Coleus is a tender perennial valued for its vibrant, patterned foliage, but it is typically grown as a warm-weather annual in most climates due to its sensitivity to cold. Since Coleus cannot survive freezing temperatures, gardeners in cooler regions must prepare it for winter if they wish to keep a specific variety. Overwintering requires specific preparation, including cutting back the plant, to ensure it survives until spring. This process involves deciding on the best method for saving the plant and executing the physical pruning before the first hard frost.
Deciding How to Overwinter Your Coleus
Before pruning, choose the method for carrying the plant through the winter. The two primary options are saving the entire parent plant or propagating new plants from stem cuttings.
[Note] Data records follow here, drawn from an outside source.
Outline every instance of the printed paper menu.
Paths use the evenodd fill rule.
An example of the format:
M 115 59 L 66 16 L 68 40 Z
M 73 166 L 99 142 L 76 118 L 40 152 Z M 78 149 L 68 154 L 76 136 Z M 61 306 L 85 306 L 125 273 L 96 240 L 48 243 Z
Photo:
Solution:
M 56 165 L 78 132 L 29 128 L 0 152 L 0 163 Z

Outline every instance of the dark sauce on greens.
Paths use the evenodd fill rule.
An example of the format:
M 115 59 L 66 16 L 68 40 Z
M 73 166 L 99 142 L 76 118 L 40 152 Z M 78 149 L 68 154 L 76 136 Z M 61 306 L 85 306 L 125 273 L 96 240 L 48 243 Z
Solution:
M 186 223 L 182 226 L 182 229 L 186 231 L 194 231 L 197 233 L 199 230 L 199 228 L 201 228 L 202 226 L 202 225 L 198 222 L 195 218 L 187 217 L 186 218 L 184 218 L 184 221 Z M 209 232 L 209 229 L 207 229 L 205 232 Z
Saving the whole plant involves moving the established specimen indoors, which is suitable for smaller, healthy potted plants. This method allows the gardener to keep a larger, mature plant, but it requires substantial indoor space.
Taking stem cuttings is often the preferred and more practical choice, especially if the parent plant has become large, leggy, or shows signs of chronic pests. This method requires taking only small portions of the stem, allowing the original outdoor plant to be discarded. The resulting smaller cuttings are easier to manage, inspect, and take up less windowsill space than a full-sized parent plant. This choice dictates the severity of the initial cut back, determining if pruning is for rejuvenation or for propagation material.
The Physical Process of Cutting Back
Regardless of the chosen method, cutting back Coleus must be completed before outdoor temperatures consistently drop below 50°F, and well ahead of the first frost. Begin by ensuring all tools, such as scissors or pruning shears, are clean and sharp. This minimizes damage to the stem and prevents the transmission of pathogens, supporting the plant’s ability to heal quickly.
If the goal is to save the entire parent plant, it needs a substantial haircut to reduce resource demand and encourage bushy growth indoors. Trim back all stems by about one-third to one-half of their current height. Make the cut just above a leaf node to stimulate new side growth, which helps the plant adapt to lower indoor light levels and prevents it from becoming spindly or “leggy” during the winter.
For those choosing the cutting method, focus on harvesting healthy, non-woody stem tips that are four to six inches long. The most precise cut for propagation is made just below a stem node, the slightly swollen area where a leaf or pair of leaves emerges. This point contains a high concentration of meristematic tissue and growth hormones necessary for new root development.
A thorough inspection for pests is mandatory before bringing any plant material indoors, preventing infestations in the home environment. Carefully remove all dead leaves, spent flowers, and debris, examining the undersides of leaves and stem joints for common pests like aphids or whiteflies. If the parent plant is being saved, its root ball should be gently removed from its container and rinsed to dislodge any hitchhiking insects or eggs before being repotted in fresh, sterile potting mix.
Winter Care and Maintenance Indoors
Once the Coleus has been cut back and moved inside, the focus shifts to maintaining conditions that promote survival rather than vigorous growth. The plant needs bright, indirect light to thrive; a sunny south-facing window is ideal, though supplemental full-spectrum lighting may be necessary if natural light is poor. Insufficient light is the primary cause of legginess in overwintered plants.
Maintaining a stable temperature is important, as Coleus plants prefer room temperatures above 60°F and become stressed if the temperature consistently drops below this level. Place the plant away from cold drafts near windows or doorways, and away from heat vents that can rapidly dry out the foliage. The reduced light and cooler temperatures of winter naturally slow the plant’s metabolism, signaling a period of semi-dormancy.
This reduced metabolic rate requires an adjustment to watering and fertilization practices. Watering frequency should be significantly reduced compared to the summer growing season; allow the top inch or two of the soil to dry completely before watering again. Overwatering is the most common cause of failure for overwintered houseplants, leading to root rot in the cooler soil. Fertilization should be paused entirely, as the plant is not actively growing and excess nutrients can damage the roots.